Tout a été dit, donc, sauf en ce qui concerne ce qui pourrait bien motiver des personnes à bloquer les TGV : la version officielle s’en tient à une variation autour du thème des déséquilibrés nihilistes clandestins ayant un obscur compte à régler avec l’État ; c’est-à-dire, des terroristes. L’antiterrorisme, c’est bien pratique : d’abord, « terroriste », ça s’applique un peu à tout et n’importe quoi. Là, en l’occurence, on parle de trains bloqués avec une méthode qui aux dires même du directeur de la SNCF n’est « pas dangereuse [pour les personnels et passagers] mais invalidante », et les 4 caténaires arrachées viennent s’ajouter à la longue liste des « malveillances » et autres avaries que subissent les infrastructures ferroviaires tous les ans (on parle de 26 000 actes de malveillance recensés pour la seule année 2005, dont 89 auraient pu causer un déraillement, ce qui n’est pas le cas avec l’histoire des caténaires). Ensuite, « terroriste », ça sert à marginaliser des pratiques et à isoler une partie des gens qui luttent et à provoquer la désolidarisation des autres. Et ce n’est pas réservé aux dits « anarcho-autonomes », RESF aussi a parfois droit à ce petit sobriquet. Enfin, ça permet de se doter de moyens matériels et juridiques hors du commun pour surveiller et mettre la pression sur des personnes un peu trop actives politiquement au goût des autorités. Au passage, les services de renseignements peuvent fanfaronner sur leur efficacité en voulant faire croire que rien ne peut échapper à leur contrôle, pensant ainsi envoyer un message à tous ceux qui envisageraient de sortir du cadre de la contestation tolérée. Toujours est-il que les « éléments matériels » de la culpabilité se font attendre, au point que, à l’issue de la garde à vue, 7 des personnes arrêtées ne seront plus poursuivies pour les actes de sabotage, mais pour « association de malfaiteurs » dans le cadre d’une obscure procédure anti-terroriste datant d’avril dont on se garde bien de donner les éléments qui la justifient (on parle de « dégradations », de participations à des manifestations et de publications de bouquin, on sort un pseudo-attentat... aux États-Unis - top-credibility, le FBI...- et on laisse entendre sans fondement quelconque qu’elles allaient inévitablement passer du fer à béton à la bombe à clous).

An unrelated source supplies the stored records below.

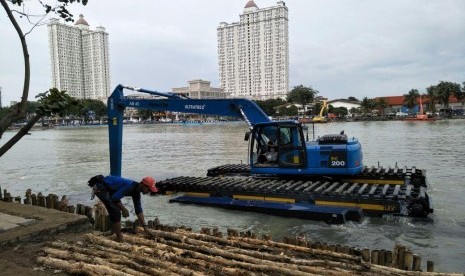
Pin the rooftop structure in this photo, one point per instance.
(253, 54)
(79, 59)
(201, 89)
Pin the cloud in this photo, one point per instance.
(341, 48)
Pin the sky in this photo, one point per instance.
(342, 48)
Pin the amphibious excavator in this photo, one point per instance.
(324, 179)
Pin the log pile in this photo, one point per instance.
(182, 252)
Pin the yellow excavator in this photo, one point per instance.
(320, 118)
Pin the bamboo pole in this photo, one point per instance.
(79, 267)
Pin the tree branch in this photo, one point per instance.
(19, 111)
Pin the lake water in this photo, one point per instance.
(61, 161)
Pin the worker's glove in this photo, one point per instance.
(125, 213)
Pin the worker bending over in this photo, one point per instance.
(111, 189)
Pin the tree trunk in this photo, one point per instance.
(17, 112)
(23, 131)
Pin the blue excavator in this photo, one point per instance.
(324, 179)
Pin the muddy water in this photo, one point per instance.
(61, 160)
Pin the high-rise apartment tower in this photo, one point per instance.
(79, 59)
(253, 54)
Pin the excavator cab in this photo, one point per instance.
(277, 145)
(279, 148)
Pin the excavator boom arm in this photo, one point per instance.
(117, 102)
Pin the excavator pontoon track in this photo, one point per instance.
(369, 175)
(370, 199)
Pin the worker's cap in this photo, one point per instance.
(150, 182)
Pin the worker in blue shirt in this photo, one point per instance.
(111, 189)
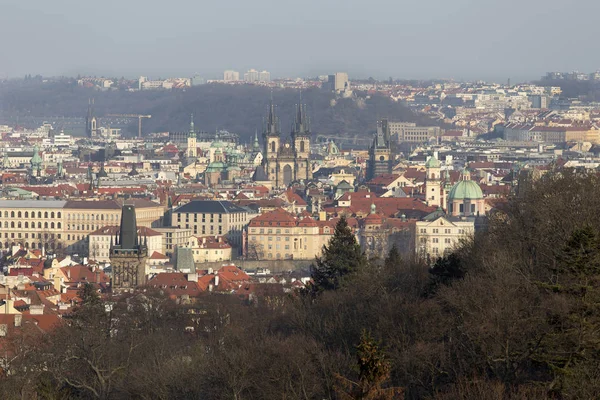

Si on se donne la peine de dissiper un peu l’écran de fumée « antiterroriste », et sans extrapoler sur les suspects désignés, leur appartenance à une mouvance de giga gauche ou à un club d’échec helvète, ni sur l’âge du capitaine - tant les arrestations semblent déconnectées des faits eux-mêmes - on peut réfléchir sur le sens politique du blocage des voies de chemins de fer.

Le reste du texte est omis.